"May the God of hope fill you with great joy and peace as you trust in him." Romans 15:13

Friday, October 7, 2016

He Came Home


It has been a hard week.  One of Jamison's high school classmates and friends died in a tragic hunting accident.  While this news would always hit me hard, at this point in my life, it was so very personal.  I miss having daily contact with Jamison so very much.  So Very Much.  And yet this momma will never again have contact with her son, this side of heaven.  It just wrecks me.

Plus, because I had not seen Jamison face to face, I didn't really know how he was doing in the after math of this tragedy.  It is the first peer that my kids have lost.  There is something intense about someone your own age dying.  
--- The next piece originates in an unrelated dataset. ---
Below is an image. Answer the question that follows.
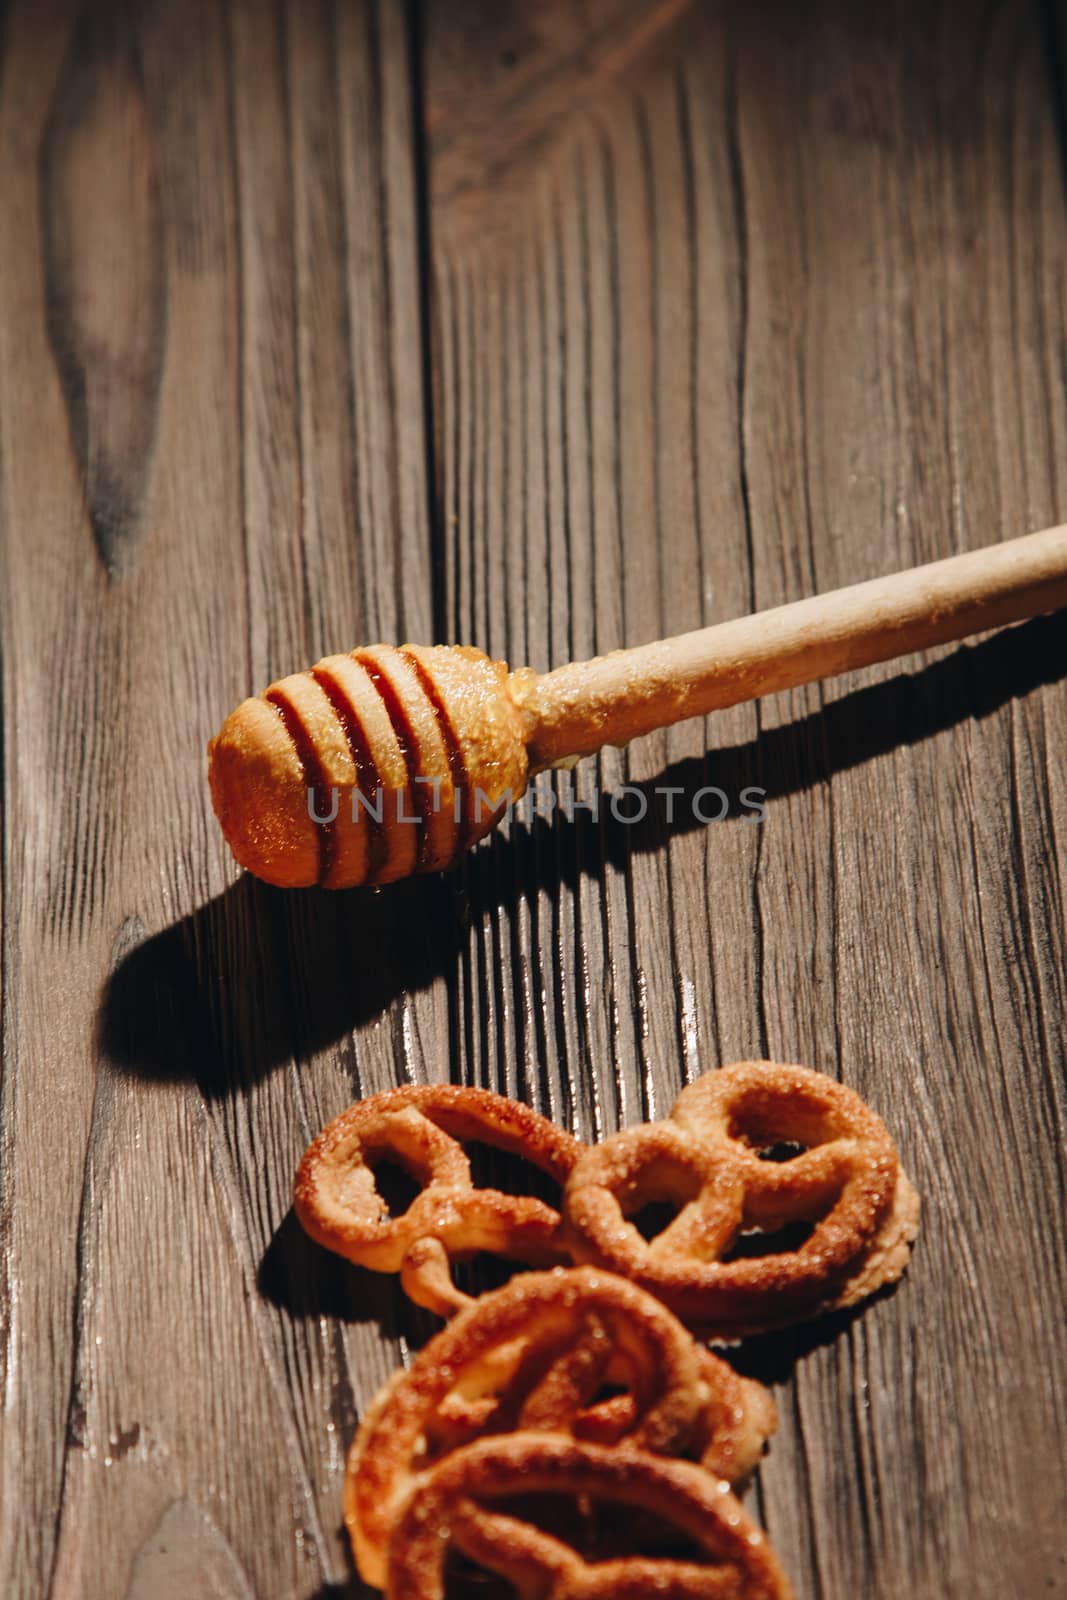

Plus, the little kids were missing Jay.  Mataya had refused to talk to him since he moved into the dorm.  On the brief occasions she had been around him, she would not go near him.  She told me, "I mad at him.  He go 'way!"  And Joshua had lost his wrestling partner.  For an eight year old boy, that is a huge loss.

Soooooo, when Jamison showed up at about 3:00 this afternoon, I was so grateful.  For four and a half hours, we chatted.  For the first time since he moved out, I feel like I know a bit about his life again.  

He played with the little kids.  Mataya was ALL over him.  Begging in silly toddler fashion, "Jay don't get me!  Jay don't tickle me!  Jay!  Jamison, Jayyy-missss-sssonnn don't chase me!  Jamison don't get me with your beard!!!" for his attention.  And he lavished it on her.  Chasing and hugging and tickling and playing.  

When Joshua walked in from school, Jamison jumped off the couch and greeted him in a wrestler's stance.

We had supper together.  I did his laundry.  Sierra and Jay chatted in the kitchen while I cleaned up supper.  Normal felt soooo good.

My heart is so much more relaxed this evening.  A couple of big hugs and a few hours with my son made me feel so much better.  He really is doing well.  I saw it in his eyes.

Confession - I really did not expect to miss him this much!  I truly am OK.  I don't walking around crying all the time.  I am functioning quite well - BUT there is this constant tension in my heart wondering how he is, missing the daily mundane moments of his life.  Krissy has always stopped home every couple of days, so this is all new to me.  I had no idea how pathetic I would be!  I even roll my eyes at myself sometimes!